Indubbiamente questo quadro normativo ha senz’altro il merito di aver alimentato un parziale cambio culturale. Ma non basta, credo che le vere opportunità non si costruiscono nei CdA o nei Collegi Sindacali. Sono altre le vere stanze dei bottoni, altre le palestre di sviluppo professionale. Per creare pari opportunità bisogna, come già detto, promuovere un profondo cambio culturale nella società e nel mondo del lavoro. E nel percorso scolastico delle donne. Settori della scienza, tecnologia, ingegneria e matematica (STEM) sono tra quelli in più rapida crescita e più richiesti.  In percentuale le donne si laureano più degli uomini, ma non nelle discipline dell’informatica e dell’ingegneria. La loro quota scende sotto il 29%. Un dato: 8 ruoli di leadership su 10 sono occupati da uomini. Informatica ed ingegneria sono alla base di molte delle professionalità del futuro e questo squilibrio aumenta il “gender gap” nel mondo del lavoro.

Quindi è necessario dare più spazio alle donne in questi settori, stimolando l’accesso scolastico a queste aree di studio. Innanzitutto, contrastando, a partire da famiglia e scuola, condizionamenti sociali e pregiudizi di genere che scoraggiano le ragazze a orientarsi verso lo studio di discipline STEM. Inoltre, bisogna vigilare perché nelle aziende e nelle funzioni del comparto tecnologico, si combatta le discriminazioni di genere che oggi sono molto frequenti, spingendo tante donne ad abbandonare le carriere in quegli ambiti. La differenza tra la retribuzione di uomini e donne a parità di ruolo e di mansione, occupa un posto importantissimo nella lotta al gender gap.

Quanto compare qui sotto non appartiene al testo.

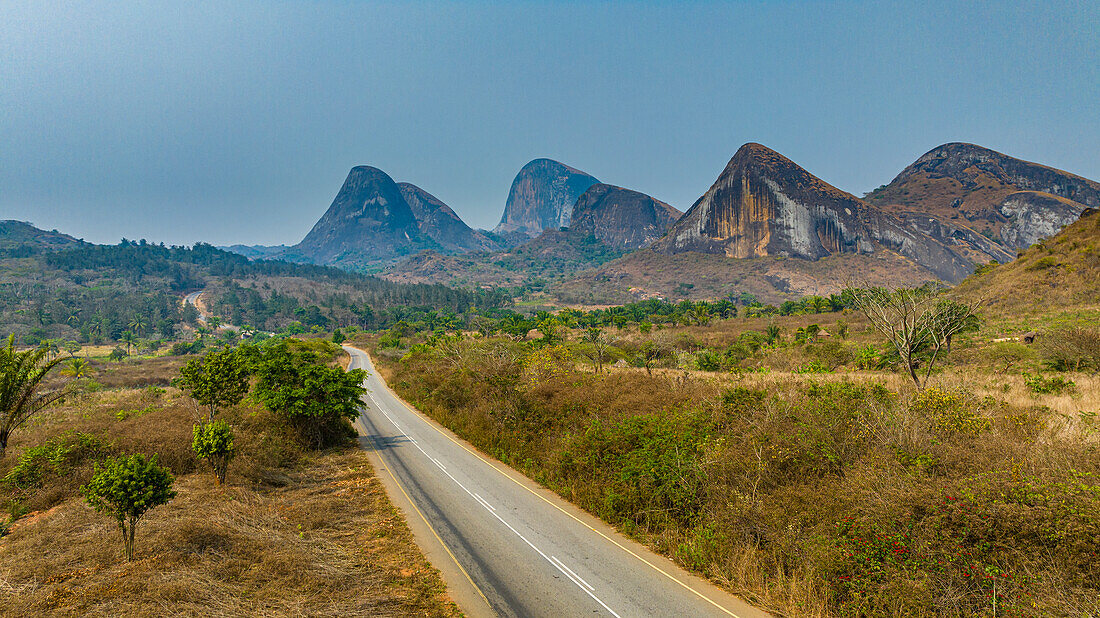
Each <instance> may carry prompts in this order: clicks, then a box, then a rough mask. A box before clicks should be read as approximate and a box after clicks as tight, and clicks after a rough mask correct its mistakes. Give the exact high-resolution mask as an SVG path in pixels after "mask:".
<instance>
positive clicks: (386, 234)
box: [275, 165, 499, 266]
mask: <svg viewBox="0 0 1100 618" xmlns="http://www.w3.org/2000/svg"><path fill="white" fill-rule="evenodd" d="M498 247H499V243H498V242H497V241H495V240H493V239H491V238H489V236H488V235H487V234H485V233H484V232H481V231H475V230H473V229H471V228H470V227H469V225H466V224H465V222H463V221H462V219H461V218H460V217H459V216H458V214H456V213H455V212H454V211H453V210H452V209H451V208H450V207H449V206H447V205H445V203H443V201H442V200H440V199H439V198H437V197H436V196H433V195H431V194H429V192H428V191H426V190H423V189H421V188H420V187H417V186H416V185H412V184H410V183H400V184H397V183H395V181H394V179H393V178H390V177H389V175H387V174H386V173H385V172H383V170H381V169H378V168H376V167H371V166H366V165H361V166H356V167H353V168H352V169H351V172H350V173H349V174H348V178H346V179H345V180H344V184H343V186H342V187H341V188H340V192H339V194H338V195H337V197H335V199H334V200H332V205H331V206H330V207H329V209H328V211H326V213H324V214H323V216H322V217H321V219H320V220H318V222H317V223H316V224H315V225H313V228H312V230H310V231H309V233H308V234H307V235H306V238H305V239H304V240H303V241H301V242H300V243H298V244H297V245H295V246H293V247H289V249H287V250H286V251H285V252H284V253H283V254H282V256H283V257H286V258H292V260H299V261H306V262H313V263H317V264H335V265H342V266H363V265H366V264H370V263H373V262H386V261H393V260H395V258H399V257H401V256H405V255H409V254H411V253H416V252H418V251H421V250H425V249H433V250H438V251H442V252H449V253H461V252H465V251H493V250H496V249H498ZM275 256H276V257H277V256H278V255H275Z"/></svg>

Dalla Redazione Finanza del sito “Finanza.com” riprendo questi interessanti dati: “L’Italia si colloca al sesto posto della classifica sul gender pay gap. In particolare, il Belpaese ha il quarto gender pay gap più basso in generale al 4,2%, ma un costo della vita meno accessibile a 755,38 euro al mese. Tuttavia, spiegano gli esperti, con un tasso di disoccupazione dell’8,1% secondo i più recenti dati Istat e un 42,6% di mamme tra i 25 e i 54 anni non occupate, l’Italia dimostra di avere ancora molta strada da fare per arrivare alla parità di genere”.

Detto questo, credo che il percorso per arrivare ad una discreta parità di genere in ogni campo sociale, economico, lavorativo nella nostra società sia ancora molto lungo. Termino questo intervento pensando che dire “Prima le donne” sia la cosa più giusta e intelligente.